Nashville Tennessee, July 29-31, 2015

http://meetings2.informs.org/wordpress/healthcare2015/

Cluster: Information Systems and Technology (IS&T) in Healthcare, Organized by the AIS SIG-Health

Track 1: IS&T for Improving the Healthcare Process and System

Healthcare providers across a variety of healthcare settings (i.e. hospitals, ambulatory clinics, or in the home) implement information systems and technology to increase productivity, decrease costs, and improve the quality of care. Such investments can focus on EHR and their supported applications, mobile technologies and tele-health solutions, and even policy changes. Such large IS&T investment to improve healthcare processes has projected significant value gains. Unfortunately, the actual process improvements often fall short of expectations or even fail to deliver. Recognizing that significant healthcare improvements require more than just deploying IS&T, this session seeks research that investigates system-level opportunities, challenges, benefits and value achieved through the application of IS&T within healthcare processes.

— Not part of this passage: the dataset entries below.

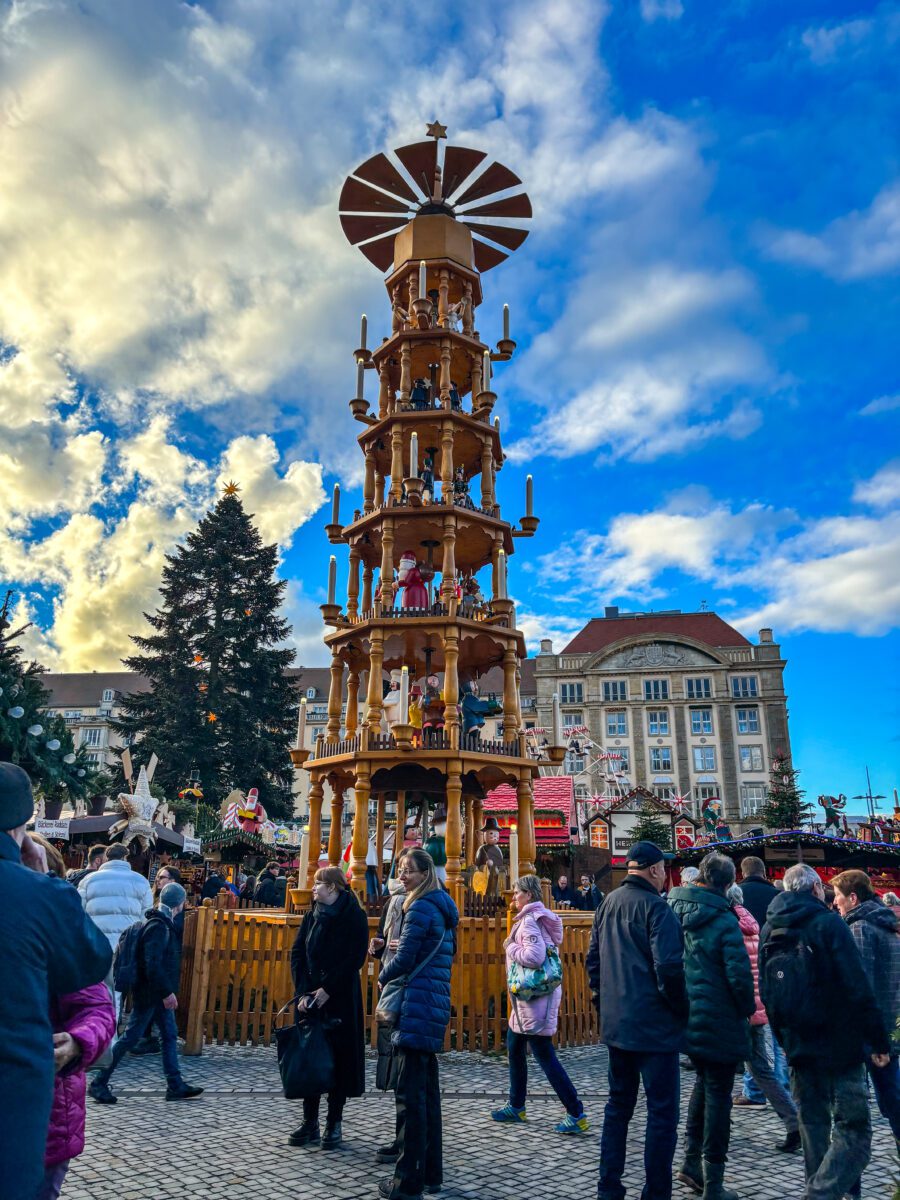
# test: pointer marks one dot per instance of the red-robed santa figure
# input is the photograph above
(412, 583)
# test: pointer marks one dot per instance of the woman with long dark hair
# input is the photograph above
(426, 945)
(325, 961)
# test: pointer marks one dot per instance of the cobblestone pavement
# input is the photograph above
(231, 1143)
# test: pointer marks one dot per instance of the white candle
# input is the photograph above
(557, 721)
(303, 875)
(513, 855)
(405, 696)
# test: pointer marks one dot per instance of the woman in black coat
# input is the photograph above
(325, 961)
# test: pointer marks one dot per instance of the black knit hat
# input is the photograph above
(16, 802)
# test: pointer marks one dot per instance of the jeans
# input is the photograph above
(543, 1050)
(142, 1018)
(53, 1181)
(708, 1128)
(659, 1075)
(419, 1129)
(763, 1075)
(751, 1092)
(835, 1128)
(335, 1108)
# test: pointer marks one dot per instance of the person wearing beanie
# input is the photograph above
(49, 948)
(155, 1000)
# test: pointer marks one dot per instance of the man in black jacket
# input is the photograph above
(636, 970)
(807, 949)
(159, 961)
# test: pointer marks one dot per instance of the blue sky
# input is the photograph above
(706, 385)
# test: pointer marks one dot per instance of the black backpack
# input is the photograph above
(790, 973)
(125, 960)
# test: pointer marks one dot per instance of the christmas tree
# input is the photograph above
(785, 807)
(40, 744)
(655, 827)
(215, 657)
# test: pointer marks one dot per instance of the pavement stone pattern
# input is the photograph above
(232, 1141)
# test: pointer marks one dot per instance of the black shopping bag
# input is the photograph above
(306, 1061)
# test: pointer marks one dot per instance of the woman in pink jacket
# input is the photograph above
(533, 1023)
(760, 1066)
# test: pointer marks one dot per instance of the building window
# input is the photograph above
(748, 720)
(661, 759)
(655, 689)
(617, 725)
(744, 687)
(753, 797)
(699, 689)
(701, 721)
(750, 757)
(705, 757)
(658, 721)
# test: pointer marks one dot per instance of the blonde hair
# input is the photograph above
(423, 862)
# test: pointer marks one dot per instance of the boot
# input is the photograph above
(714, 1182)
(306, 1135)
(331, 1138)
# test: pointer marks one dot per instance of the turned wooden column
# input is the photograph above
(333, 731)
(360, 831)
(316, 796)
(334, 835)
(352, 720)
(373, 699)
(353, 585)
(510, 699)
(527, 845)
(454, 829)
(369, 483)
(397, 466)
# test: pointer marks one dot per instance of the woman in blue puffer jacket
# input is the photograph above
(427, 928)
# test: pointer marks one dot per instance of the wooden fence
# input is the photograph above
(235, 976)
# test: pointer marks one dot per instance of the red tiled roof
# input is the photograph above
(703, 627)
(552, 793)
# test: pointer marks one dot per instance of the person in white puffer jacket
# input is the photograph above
(114, 897)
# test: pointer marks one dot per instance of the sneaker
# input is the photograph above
(185, 1092)
(574, 1126)
(508, 1114)
(101, 1093)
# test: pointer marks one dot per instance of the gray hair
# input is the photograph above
(171, 897)
(801, 877)
(529, 886)
(717, 871)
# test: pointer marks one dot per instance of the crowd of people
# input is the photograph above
(732, 976)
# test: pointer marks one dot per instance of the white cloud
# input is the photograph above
(856, 246)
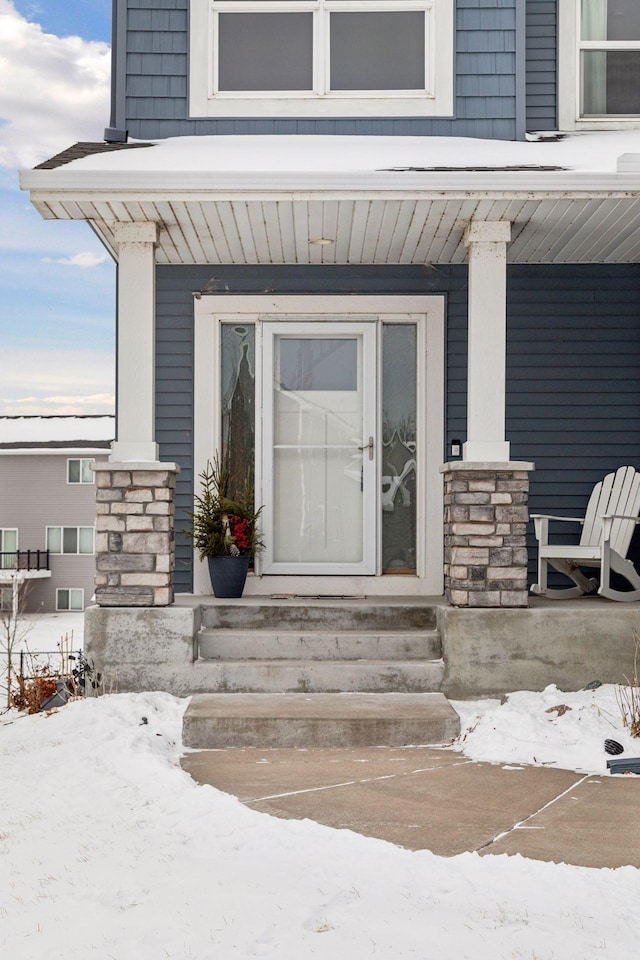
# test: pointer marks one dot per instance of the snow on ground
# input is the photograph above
(109, 850)
(528, 728)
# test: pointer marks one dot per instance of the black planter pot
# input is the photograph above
(228, 575)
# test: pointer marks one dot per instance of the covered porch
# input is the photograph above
(154, 218)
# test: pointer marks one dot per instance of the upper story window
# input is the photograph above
(8, 547)
(599, 64)
(79, 471)
(321, 57)
(70, 539)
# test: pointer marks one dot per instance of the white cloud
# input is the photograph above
(84, 260)
(58, 406)
(62, 380)
(53, 90)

The session will focus on macro-level IS&T research that provides a system-level perspective where the system is a healthcare system. We welcome multi-disciplinary projects different research methods including qualitative, quantitative, and design science approaches.

Track 2: IS&T for Improving Individuals’ Interactions with the Healthcare System

New and innovative information systems and technologies (IS&T) and associated data and applications are proliferating in the healthcare environment. These systems facilitate and improve an increasing number of health interactions through a wide variety of new technologies being developed and implemented, e.g., personal health trackers, mobile apps, sensors, EHR extensions / add-ons, personal health records, in-home support for elderly or disabled, portable devices for screening and diagnostics, and many more. These systems have far reaching consequences on the different stakeholders they touch, ranging from patients and their caregivers, to clinicians and nurses and also consumers. While intended to provide positive value, much remains unknown about the impact on the individual. Furthermore, many more improvements can be made at different decision intervals including: prevention, consultation, diagnosis, care coordination, care provision, recovery, maintenance, and end of life decisions.

This session will focus on micro-level IS&T research that provides an individual-level perspective, where the individual can be any of the stakeholders in healthcare. We are particularly interested in specific technologies, visualizations, or analytics that have been designed, tested, and evaluated for a specific healthcare context, interaction, or decision point.